Attractive valuations, positive signs of change on the public markets and the potential for management restructuring are a few of the factors contributing to a renewed sense of optimism.
"Japan presents a very attractive investment opportunity for a number of reasons." John Ehara, a founder of Unison Capital, told the Hong Kong Venture Capital and Private Equity Association's (HKVCA) Asia forum on Wednesday. "What is most appealing are the attractive valuations that are available to us. Typically price we pay 5-7x EBITDA and this is extremely attractive in the context of valuations you have to pay in other markets."
He added that quite a few companies were "less than optimally managed" in the country, potentially presenting GPs with a lot of "low hanging fruit."

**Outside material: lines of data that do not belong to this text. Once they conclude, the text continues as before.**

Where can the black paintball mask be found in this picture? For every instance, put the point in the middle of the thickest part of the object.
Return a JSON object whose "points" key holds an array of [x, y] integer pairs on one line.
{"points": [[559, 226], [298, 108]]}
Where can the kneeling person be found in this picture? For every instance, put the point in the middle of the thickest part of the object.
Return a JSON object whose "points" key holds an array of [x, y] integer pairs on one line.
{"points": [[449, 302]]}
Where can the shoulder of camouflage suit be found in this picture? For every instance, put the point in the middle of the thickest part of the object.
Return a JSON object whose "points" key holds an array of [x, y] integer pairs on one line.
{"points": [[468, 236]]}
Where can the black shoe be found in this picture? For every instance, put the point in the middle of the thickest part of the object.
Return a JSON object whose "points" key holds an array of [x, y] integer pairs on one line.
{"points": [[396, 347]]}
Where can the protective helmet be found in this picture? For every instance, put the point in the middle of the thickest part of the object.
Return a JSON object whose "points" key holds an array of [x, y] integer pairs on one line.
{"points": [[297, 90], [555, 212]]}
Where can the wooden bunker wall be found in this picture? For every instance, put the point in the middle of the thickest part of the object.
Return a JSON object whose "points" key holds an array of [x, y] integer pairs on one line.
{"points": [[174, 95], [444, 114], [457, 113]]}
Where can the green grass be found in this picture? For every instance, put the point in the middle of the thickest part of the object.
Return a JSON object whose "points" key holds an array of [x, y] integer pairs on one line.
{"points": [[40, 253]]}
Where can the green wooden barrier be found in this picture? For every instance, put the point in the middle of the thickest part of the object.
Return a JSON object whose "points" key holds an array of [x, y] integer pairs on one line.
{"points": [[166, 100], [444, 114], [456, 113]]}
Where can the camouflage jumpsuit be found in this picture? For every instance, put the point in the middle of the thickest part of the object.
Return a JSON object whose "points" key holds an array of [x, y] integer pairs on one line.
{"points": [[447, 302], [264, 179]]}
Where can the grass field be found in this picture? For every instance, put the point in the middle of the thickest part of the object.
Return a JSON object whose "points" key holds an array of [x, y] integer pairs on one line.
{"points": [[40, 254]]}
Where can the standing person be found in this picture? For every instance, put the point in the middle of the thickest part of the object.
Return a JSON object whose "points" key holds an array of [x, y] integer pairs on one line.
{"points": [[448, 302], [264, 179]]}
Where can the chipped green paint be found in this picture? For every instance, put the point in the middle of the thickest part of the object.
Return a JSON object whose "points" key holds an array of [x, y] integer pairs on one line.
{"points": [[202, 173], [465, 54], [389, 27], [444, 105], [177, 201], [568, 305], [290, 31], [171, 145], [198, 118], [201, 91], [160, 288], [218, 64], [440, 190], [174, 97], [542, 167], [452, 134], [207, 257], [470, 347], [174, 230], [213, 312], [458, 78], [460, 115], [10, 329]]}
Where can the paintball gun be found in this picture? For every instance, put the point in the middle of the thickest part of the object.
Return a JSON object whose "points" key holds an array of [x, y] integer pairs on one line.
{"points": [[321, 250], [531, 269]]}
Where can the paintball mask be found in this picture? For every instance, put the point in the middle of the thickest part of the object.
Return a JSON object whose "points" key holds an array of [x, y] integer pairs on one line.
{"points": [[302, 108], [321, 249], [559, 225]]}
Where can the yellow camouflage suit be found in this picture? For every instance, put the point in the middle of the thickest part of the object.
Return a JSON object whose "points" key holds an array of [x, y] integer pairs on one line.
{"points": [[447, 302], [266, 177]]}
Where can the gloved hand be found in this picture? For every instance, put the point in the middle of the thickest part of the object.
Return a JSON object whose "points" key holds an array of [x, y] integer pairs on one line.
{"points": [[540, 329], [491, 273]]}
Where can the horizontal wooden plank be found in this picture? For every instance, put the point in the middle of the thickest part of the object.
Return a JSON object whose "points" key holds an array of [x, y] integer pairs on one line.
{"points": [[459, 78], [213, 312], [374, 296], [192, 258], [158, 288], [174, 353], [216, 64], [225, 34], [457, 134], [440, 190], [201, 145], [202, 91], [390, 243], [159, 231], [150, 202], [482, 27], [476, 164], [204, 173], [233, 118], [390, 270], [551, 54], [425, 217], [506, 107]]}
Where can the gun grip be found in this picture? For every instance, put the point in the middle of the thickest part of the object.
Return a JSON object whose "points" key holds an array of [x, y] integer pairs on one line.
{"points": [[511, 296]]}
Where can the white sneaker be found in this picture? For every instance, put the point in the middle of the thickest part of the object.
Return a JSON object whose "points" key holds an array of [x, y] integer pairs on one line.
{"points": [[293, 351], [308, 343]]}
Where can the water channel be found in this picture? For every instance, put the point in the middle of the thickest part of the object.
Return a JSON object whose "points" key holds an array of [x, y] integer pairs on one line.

Hidemi Moue, CEO of Japan Industrial Partners added that, while Japan had seen its GDP contract, large conglomerates facing fierce global competition had started to look at shedding subsidiaries as they shifted focus onto their core businesses. The most recent example of this was Panasonic divesting Sanyo Electric's digital camera unit to Advantage Partners in December.
"What we saw last year was a wake up call for the managers of these large companies," said Ehara. "Look at Panasonic, not so long ago there were formidable, but they have lost all their money they are more serious about taking proactive action."
Moue also pointed to better macro-economic indictors over the last three months. "Looking ahead, we have new government that is pro-business," said Moue. "The Nikkei stock market has already rebounded by 50% since last November and the yen has recently weakened from JPY80 to the dollar to JPY90."
Ehara warned there may be more macroeconomic hype than hope, but Unison's pipeline has been strong and that many Japanese GPs are seeing the same thing.
Speaking forum's closing keynote Joe Bae, head of Asia for KRR, said his company had made one in investment in Japan during the global financial crisis, when it acquired recruitment services firm Intelligence from Usen Corp. for JPY32.5 billion in 2010. KKR has not seen compelling risk-reward from the Japanese market over the last six years, but Bae expects this to change over the next several years.
"Its not that the country lacks capital," said Bae. "It lacks operational best practice and management capabilities in certain companies, and it lacks the ability to grow businesses outside of the core market."